Abstract

Extreme weather events are the common causes for power supply interruptions and power outages in electrical distribution systems. Improving the distribution system and enhancing its resilience is becoming crucial due to the increased frequency of extreme weather events. Preparation and allocation of multiple flexible resources, such as mobile resources, fuel resources, and labor resources before extreme weather events can mitigate the effects of extreme weather events and enhance the resilience of power distribution systems. In this paper, a two-stage stochastic mixed-integer linear programming (SMILP) is proposed to optimize the preparation and resource allocation process for upcoming extreme weather events, which leads to faster and more efficient post-event restoration.

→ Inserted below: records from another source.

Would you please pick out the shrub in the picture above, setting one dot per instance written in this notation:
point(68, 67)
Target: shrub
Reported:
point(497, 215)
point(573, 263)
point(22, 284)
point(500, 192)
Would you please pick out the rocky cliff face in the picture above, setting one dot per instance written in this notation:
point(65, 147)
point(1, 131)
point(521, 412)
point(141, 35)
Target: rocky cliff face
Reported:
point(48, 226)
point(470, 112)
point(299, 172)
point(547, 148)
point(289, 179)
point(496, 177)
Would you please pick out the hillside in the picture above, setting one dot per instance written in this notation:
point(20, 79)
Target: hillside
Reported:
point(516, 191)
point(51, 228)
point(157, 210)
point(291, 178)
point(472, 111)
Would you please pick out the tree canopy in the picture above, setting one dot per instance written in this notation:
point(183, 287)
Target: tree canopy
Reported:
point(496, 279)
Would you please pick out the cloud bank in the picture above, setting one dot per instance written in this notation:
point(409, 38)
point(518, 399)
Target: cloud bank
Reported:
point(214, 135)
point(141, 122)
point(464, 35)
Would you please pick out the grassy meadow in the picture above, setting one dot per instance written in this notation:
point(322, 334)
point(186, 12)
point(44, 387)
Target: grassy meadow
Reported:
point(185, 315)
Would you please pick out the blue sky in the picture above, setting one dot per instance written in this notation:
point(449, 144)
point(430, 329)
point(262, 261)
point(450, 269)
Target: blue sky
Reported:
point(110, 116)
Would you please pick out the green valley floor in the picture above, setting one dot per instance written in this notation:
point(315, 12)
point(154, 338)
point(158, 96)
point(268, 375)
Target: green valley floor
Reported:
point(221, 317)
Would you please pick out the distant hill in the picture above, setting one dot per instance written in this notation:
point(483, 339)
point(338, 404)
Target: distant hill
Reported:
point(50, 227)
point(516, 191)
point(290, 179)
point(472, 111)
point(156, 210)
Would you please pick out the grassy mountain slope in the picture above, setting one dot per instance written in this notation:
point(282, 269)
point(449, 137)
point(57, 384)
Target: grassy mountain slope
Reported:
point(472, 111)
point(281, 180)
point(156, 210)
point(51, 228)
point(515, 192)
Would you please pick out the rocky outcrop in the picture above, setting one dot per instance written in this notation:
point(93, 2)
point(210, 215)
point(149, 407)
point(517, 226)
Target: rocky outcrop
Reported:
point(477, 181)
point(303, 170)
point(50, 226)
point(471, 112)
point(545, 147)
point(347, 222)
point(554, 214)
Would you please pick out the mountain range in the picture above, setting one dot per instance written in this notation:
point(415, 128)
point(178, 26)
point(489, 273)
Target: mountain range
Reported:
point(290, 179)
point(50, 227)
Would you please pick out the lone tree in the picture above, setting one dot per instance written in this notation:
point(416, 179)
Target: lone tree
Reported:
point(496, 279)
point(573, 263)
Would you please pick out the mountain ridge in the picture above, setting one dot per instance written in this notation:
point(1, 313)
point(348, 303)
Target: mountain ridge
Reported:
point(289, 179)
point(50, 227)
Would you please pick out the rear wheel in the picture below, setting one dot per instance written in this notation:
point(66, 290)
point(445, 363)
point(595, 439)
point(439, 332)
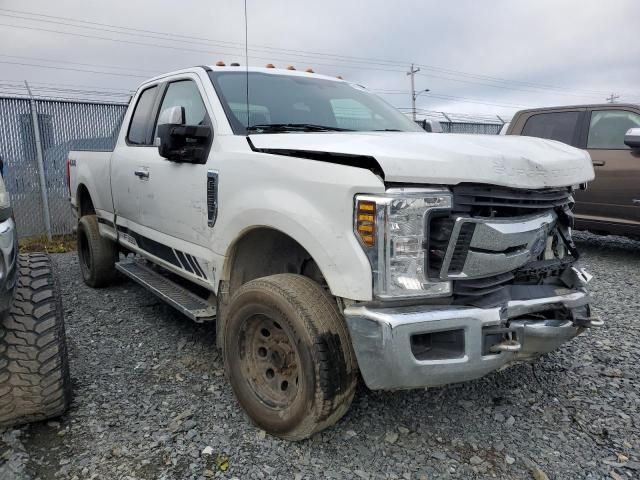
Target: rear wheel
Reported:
point(97, 255)
point(34, 369)
point(288, 355)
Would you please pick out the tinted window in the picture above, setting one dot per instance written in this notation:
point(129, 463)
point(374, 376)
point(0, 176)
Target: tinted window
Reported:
point(140, 121)
point(294, 99)
point(185, 94)
point(608, 127)
point(559, 126)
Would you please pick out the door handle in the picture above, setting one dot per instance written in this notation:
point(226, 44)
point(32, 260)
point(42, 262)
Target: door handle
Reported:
point(141, 173)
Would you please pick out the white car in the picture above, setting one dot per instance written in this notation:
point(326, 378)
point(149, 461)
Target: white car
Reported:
point(327, 235)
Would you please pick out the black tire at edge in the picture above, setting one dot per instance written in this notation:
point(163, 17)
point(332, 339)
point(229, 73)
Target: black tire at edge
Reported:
point(34, 367)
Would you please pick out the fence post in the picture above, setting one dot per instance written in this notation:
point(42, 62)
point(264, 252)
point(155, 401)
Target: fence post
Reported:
point(40, 158)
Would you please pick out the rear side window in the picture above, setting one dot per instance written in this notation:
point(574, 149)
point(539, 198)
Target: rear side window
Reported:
point(141, 118)
point(607, 128)
point(560, 126)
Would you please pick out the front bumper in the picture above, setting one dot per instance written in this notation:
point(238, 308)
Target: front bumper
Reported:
point(430, 345)
point(8, 257)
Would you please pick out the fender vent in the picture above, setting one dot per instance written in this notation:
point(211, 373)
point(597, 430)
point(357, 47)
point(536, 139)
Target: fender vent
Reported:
point(212, 197)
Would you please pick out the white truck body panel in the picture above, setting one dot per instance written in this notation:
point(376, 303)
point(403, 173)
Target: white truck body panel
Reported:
point(450, 159)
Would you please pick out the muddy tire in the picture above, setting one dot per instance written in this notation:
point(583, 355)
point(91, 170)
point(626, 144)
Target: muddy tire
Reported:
point(97, 255)
point(34, 368)
point(288, 355)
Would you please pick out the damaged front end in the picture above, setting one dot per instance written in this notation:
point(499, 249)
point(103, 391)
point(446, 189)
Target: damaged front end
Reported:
point(516, 292)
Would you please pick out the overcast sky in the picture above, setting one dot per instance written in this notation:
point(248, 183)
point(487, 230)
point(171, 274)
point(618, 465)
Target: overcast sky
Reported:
point(483, 58)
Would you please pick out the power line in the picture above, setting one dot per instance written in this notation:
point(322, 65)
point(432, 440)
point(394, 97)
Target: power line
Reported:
point(73, 69)
point(154, 72)
point(304, 53)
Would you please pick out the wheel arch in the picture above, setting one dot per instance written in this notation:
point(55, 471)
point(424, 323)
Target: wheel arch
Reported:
point(263, 250)
point(84, 201)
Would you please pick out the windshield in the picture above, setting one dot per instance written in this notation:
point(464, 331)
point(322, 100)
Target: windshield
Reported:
point(285, 103)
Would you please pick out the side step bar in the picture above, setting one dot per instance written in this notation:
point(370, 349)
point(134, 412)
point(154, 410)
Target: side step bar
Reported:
point(194, 307)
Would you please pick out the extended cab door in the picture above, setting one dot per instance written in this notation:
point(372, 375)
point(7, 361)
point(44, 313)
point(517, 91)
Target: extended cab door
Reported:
point(173, 198)
point(614, 195)
point(128, 159)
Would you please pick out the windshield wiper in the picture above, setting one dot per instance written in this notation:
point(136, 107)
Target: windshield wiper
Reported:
point(295, 127)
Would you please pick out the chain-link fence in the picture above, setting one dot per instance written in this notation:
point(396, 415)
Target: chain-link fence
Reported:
point(63, 126)
point(466, 127)
point(72, 125)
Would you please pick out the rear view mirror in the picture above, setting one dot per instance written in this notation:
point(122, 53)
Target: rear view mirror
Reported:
point(632, 138)
point(179, 142)
point(432, 126)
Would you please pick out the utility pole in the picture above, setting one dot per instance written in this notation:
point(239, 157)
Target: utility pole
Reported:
point(40, 163)
point(412, 73)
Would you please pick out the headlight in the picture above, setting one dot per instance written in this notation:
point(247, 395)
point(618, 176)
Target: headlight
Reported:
point(391, 229)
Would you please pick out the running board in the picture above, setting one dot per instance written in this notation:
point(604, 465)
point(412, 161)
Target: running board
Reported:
point(194, 307)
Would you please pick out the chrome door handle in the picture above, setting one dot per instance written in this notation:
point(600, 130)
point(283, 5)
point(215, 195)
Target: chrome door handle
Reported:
point(141, 173)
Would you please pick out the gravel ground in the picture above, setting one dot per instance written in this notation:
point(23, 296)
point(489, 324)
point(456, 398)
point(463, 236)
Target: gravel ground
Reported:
point(150, 395)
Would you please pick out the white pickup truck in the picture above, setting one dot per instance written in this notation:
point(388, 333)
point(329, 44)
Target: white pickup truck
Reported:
point(327, 235)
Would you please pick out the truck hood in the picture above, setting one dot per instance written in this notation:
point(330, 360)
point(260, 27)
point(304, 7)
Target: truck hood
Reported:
point(448, 159)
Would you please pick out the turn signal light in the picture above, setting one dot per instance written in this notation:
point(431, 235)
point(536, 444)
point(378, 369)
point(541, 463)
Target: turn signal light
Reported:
point(366, 222)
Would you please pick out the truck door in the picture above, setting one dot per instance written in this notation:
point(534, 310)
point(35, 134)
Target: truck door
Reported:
point(173, 199)
point(128, 160)
point(614, 195)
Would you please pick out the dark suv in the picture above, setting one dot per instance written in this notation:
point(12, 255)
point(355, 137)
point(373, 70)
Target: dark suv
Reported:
point(611, 135)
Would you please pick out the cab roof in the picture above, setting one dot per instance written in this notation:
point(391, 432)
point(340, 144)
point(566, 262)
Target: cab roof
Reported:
point(240, 68)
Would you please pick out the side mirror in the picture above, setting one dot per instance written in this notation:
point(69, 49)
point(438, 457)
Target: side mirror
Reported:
point(632, 138)
point(179, 142)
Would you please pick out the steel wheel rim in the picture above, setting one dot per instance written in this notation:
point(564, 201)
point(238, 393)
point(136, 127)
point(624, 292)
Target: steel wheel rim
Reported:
point(269, 361)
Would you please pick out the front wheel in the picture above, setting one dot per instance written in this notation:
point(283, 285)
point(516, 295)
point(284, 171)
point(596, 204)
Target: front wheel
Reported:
point(288, 355)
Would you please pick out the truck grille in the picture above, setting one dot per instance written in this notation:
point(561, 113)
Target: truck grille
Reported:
point(478, 235)
point(493, 201)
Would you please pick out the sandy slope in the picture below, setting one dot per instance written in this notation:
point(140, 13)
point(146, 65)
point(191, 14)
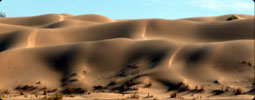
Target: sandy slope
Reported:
point(194, 57)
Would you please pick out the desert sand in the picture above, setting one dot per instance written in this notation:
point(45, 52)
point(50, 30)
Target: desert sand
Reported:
point(94, 57)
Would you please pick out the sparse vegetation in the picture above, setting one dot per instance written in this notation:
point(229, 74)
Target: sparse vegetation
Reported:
point(135, 96)
point(173, 95)
point(55, 97)
point(2, 14)
point(232, 18)
point(239, 91)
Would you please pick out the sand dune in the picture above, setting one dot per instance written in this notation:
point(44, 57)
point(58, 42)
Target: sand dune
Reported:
point(203, 57)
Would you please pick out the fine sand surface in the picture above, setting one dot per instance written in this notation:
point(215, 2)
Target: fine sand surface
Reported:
point(94, 57)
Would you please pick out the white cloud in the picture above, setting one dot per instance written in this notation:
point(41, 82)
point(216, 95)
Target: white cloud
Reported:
point(238, 5)
point(160, 2)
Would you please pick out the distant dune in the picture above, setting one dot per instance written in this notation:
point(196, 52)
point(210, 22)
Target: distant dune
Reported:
point(92, 55)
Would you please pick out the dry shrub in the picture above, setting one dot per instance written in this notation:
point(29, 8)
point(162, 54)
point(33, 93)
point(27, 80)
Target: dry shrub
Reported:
point(55, 97)
point(26, 88)
point(239, 91)
point(135, 96)
point(232, 18)
point(148, 85)
point(21, 92)
point(173, 95)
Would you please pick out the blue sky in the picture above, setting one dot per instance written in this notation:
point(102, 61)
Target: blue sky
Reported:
point(128, 9)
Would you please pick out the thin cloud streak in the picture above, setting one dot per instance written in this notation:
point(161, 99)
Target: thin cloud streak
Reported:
point(237, 5)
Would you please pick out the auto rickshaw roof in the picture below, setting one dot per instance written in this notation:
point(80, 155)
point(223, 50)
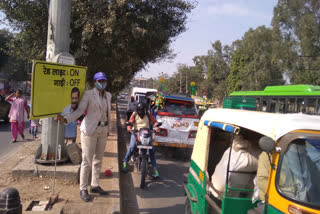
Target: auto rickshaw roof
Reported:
point(273, 125)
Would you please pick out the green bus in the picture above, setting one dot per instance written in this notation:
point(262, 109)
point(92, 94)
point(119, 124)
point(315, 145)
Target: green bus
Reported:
point(284, 99)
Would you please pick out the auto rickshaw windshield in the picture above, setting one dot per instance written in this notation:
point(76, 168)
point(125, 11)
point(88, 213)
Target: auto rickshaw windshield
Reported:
point(299, 175)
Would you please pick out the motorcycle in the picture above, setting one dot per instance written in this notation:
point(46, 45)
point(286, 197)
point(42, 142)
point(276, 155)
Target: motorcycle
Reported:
point(141, 155)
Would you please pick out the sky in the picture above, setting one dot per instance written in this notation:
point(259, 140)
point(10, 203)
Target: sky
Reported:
point(212, 20)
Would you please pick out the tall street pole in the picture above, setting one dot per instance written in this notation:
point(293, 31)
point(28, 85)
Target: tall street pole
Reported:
point(58, 42)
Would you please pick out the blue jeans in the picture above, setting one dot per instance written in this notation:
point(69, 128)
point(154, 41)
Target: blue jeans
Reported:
point(132, 147)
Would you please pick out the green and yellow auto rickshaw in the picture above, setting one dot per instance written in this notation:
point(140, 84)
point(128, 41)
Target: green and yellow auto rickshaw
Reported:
point(291, 145)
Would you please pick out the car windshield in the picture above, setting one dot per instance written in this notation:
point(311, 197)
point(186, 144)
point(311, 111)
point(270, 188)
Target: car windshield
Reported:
point(179, 107)
point(300, 172)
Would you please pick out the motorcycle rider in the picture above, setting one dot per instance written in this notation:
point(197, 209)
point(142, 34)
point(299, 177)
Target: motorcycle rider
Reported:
point(141, 118)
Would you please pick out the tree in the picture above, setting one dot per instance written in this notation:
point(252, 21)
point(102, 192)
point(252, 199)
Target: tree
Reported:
point(238, 65)
point(118, 37)
point(252, 67)
point(217, 71)
point(8, 64)
point(296, 25)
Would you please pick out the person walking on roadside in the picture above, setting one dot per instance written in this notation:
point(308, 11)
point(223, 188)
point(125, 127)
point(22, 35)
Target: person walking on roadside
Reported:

The objective of the proposed two-stage SMILP is to maximize the served load and minimize the operating cost of flexible resources. The first stage in the optimization problem selects the amounts and locations of different resources. The second stage considers the operational constraints of the distribution system and repair crew scheduling constraints. The proposed stochastic pre-event preparation model is solved by a scenario decomposition method, Progressive Hedging (PH), to ease the computational complexity introduced by a large number of scenarios. Furthermore, to show the impact of solar photovoltaic (PV) generation on system resilience, three types of PV systems are considered during a power outage and the resilience improvements with different PV penetration levels are compared. Numerical results from simulations on a large-scale (more than 10,000 nodes) distribution feeder have been used to validate the effectiveness and scalability of the proposed method.